Untuk mengantisipasi dan memecahkan problem kemacetan tersebut, pemerintah merekayasa dengan menambah masa cuti bersama Lebaran 2018. Libur Lebaran yang biasanya hanya berlangsung 4 hari kerja ditambah menjadi 7 hari kerja. Secara umum pada kalender 2018, tanggal merah cuti bersama hanya pada 13, 14, 18, dan 19 Juni 2018. Namun, melalui surat keputusan bersama (SKB) tiga menteri, cuti ditambah tiga hari menjadi tanggal 11, 12, 13, 14, 18, 19, dan 20 Juni. Dengan demikian, total libur Lebaran 2018 berlangsung hampir selama dua minggu, yakni 11-20 Juni 2018. SKB tersebut berlaku tak hanya untuk aparatur sipil negara (ASN), tapi juga bagi pegawai swasta, kalangan TNI, Polri, dan BUMN.

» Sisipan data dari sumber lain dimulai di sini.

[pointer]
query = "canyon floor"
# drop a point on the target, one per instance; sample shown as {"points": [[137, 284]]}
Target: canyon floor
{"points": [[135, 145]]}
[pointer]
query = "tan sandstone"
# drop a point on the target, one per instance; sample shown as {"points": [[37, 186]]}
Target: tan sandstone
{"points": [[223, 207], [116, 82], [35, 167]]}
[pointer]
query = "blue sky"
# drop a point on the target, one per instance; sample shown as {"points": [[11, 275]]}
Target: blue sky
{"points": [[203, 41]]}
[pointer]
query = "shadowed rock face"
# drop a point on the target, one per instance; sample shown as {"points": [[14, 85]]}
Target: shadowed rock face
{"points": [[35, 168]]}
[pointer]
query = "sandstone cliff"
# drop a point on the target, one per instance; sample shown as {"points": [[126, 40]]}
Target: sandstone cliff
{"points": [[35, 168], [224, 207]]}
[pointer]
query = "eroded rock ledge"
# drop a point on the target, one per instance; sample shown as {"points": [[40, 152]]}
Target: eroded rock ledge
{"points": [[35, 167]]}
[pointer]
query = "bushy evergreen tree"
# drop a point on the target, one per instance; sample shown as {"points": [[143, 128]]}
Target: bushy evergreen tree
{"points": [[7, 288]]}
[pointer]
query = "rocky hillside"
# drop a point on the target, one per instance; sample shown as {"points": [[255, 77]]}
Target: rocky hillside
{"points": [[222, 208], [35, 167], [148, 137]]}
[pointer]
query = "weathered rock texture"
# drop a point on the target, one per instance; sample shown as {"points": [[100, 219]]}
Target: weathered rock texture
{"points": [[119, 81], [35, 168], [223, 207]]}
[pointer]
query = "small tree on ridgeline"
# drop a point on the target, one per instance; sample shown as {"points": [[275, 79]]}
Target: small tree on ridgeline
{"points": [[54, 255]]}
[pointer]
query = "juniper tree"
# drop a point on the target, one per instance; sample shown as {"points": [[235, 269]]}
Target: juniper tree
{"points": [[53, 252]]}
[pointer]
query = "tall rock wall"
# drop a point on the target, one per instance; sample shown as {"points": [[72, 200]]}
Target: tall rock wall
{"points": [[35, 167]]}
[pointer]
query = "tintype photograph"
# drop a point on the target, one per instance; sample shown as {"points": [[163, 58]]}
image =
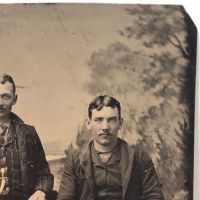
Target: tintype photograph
{"points": [[96, 102]]}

Bagi dunia usaha, durasi libur tujuh hari kerja ditambah hari libur normal pada Sabtu dan Minggu itu cukup memberatkan, apalagi hal itu diputuskan mendadak, kurang dari sebulan dari waktu pemberlakuan. Tentu banyak pelaku usaha yang belum mengantisipasi, seperti mengatur jadwal ulang jam kerja agar tetap dapat mencapai target produksi sebelum masa libur Lebaran. Konsekuensinya, ketika harus mengejar target produksi untuk memenuhi kebutuhan Lebaran, bisa jadi pelaku usaha harus membayar uang lembur.

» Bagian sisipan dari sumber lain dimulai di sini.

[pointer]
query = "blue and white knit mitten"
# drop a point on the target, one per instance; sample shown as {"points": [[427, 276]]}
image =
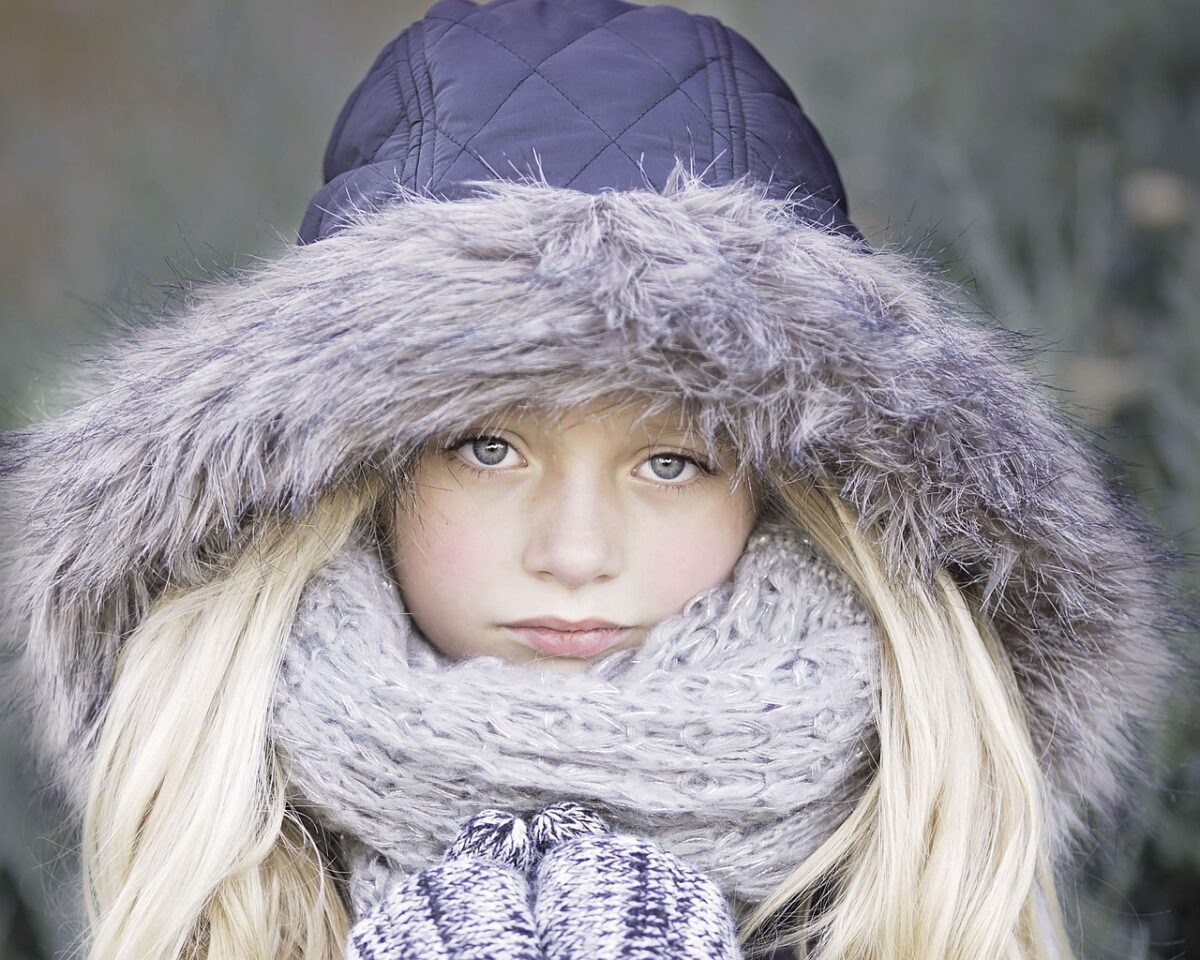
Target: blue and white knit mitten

Meskipun cuti bersama bagi sektor swasta bersifat fakultatif atau tidak wajib, hal itu tetap berpotensi menyulitkan dan menghambat kelancaran kinerja perusahaan. Dengan banyaknya kantor pemerintah yang libur cukup lama, proses pelayanan publik akan terlambat. Apalagi, pelayanan publik yang vital, seperti layanan transaksi perbankan, logistik, dan bea cukai, sangat membutuhkan kecepatan dan ketepatan waktu. Keterlambatan dapat berdampak pada pembengkakan biaya operasional yang berujung menambah inefisiensi. Bahkan, jika keterlambatan mencapai batas toleransi dalam perjanjian atau kontrak kerja, hal itu dapat berakibat fatal dan berujung pada kerugian besar.

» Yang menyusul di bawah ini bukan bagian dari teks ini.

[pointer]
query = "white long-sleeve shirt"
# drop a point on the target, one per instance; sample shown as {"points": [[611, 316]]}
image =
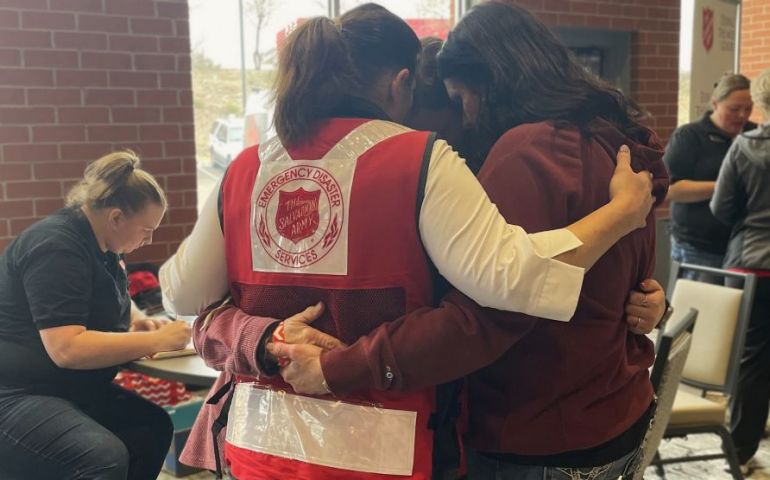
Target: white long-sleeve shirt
{"points": [[496, 264]]}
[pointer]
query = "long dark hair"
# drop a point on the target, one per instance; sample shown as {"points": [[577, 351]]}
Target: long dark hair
{"points": [[323, 61], [524, 74]]}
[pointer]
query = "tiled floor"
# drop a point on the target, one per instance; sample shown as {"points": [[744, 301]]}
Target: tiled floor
{"points": [[713, 470]]}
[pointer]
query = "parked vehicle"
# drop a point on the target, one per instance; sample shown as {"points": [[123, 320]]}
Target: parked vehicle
{"points": [[258, 117], [226, 140]]}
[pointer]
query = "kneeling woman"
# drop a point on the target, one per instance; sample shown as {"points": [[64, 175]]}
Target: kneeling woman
{"points": [[67, 322]]}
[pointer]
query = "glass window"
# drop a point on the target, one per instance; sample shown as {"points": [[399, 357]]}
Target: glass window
{"points": [[222, 91], [428, 18]]}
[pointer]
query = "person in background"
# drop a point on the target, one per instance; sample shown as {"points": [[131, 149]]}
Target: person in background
{"points": [[742, 202], [693, 156], [546, 399], [411, 204], [67, 323]]}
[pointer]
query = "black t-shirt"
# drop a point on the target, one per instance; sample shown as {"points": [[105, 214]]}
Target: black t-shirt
{"points": [[55, 274], [695, 152]]}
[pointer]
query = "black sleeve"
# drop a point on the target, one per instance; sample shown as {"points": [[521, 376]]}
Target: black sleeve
{"points": [[681, 155], [58, 285]]}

Padahal, saat ini dunia usaha, terutama sektor manufaktur, menghadapi tekanan berat akibat pelemahan nilai tukar rupiah. Di tengah ketergantungan bahan baku impor, depresiasi rupiah semakin menambah ekonomi biaya tinggi. Oleh karena itu, libur panjang Lebaran kali ini dikhawatirkan justru semakin menambah beban sektor industri. Sektor lain yang berpotensi mengalami dampak cukup signifikan adalah kelistrikan. Dengan banyaknya perkantoran dan kegiatan industri yang libur panjang, konsumsi listrik juga akan menurun signifikan. Karena itu, PLN menawarkan paket diskon terhadap industri selama libur Lebaran. Beberapa industri yang lahap listrik, seperti industri tekstil, tertarik memanfaatkan insentif tersebut. Namun, persoalannya, dengan mempekerjakan karyawan pada hari libur tentu berimplikasi pada penambahan uang lembur.

Tidak dimungkiri, libur panjang Lebaran berpotensi menggerakkan sektor konsumsi masyarakat, terutama di sektor makanan dan minuman, transportasi, komunikasi, hingga restoran dan hotel. Mungkin pemerintah berasumsi, dengan pemberian tunjangan hari raya (THR) yang dibarengi dengan gaji ke-13 sebelum libur Lebaran akan berdampak langsung dan signifikan terhadap peningkatan konsumsi masyarakat. Bahkan, pemerintah juga mengimbau pemerintah daerah melakukan hal yang sama. Imbauan ini sempat menimbulkan pro dan kontra di sejumlah daerah. Sebab, selain persoalan kemampuan fiskal antardaerah yang berbeda-beda, kebijakan dadakan tersebut belum masuk dalam proses penganggaran APBD.

Konsumsi

Peningkatan belanja pemerintah melalui THR ataupun gaji ke-13 sebelum libur Lebaran bisa jadi akan berdampak pada peningkatan konsumsi rumah tangga. Namun, seberapa besar dampak bergandanya sangat bergantung pada kondisi daya beli masyarakat dan beban pemenuhan kebutuhan pokok masyarakat. Secara statistik, angka inflasi dalam tiga tahun terakhir tergolong rendah. Namun, besar kemungkinan hal tersebut justru merupakan imbas dari penurunan daya beli masyarakat. Apalagi, sekalipun harga kebutuhan pokok diklaim cukup stabil, stabil dalam level cukup tinggi.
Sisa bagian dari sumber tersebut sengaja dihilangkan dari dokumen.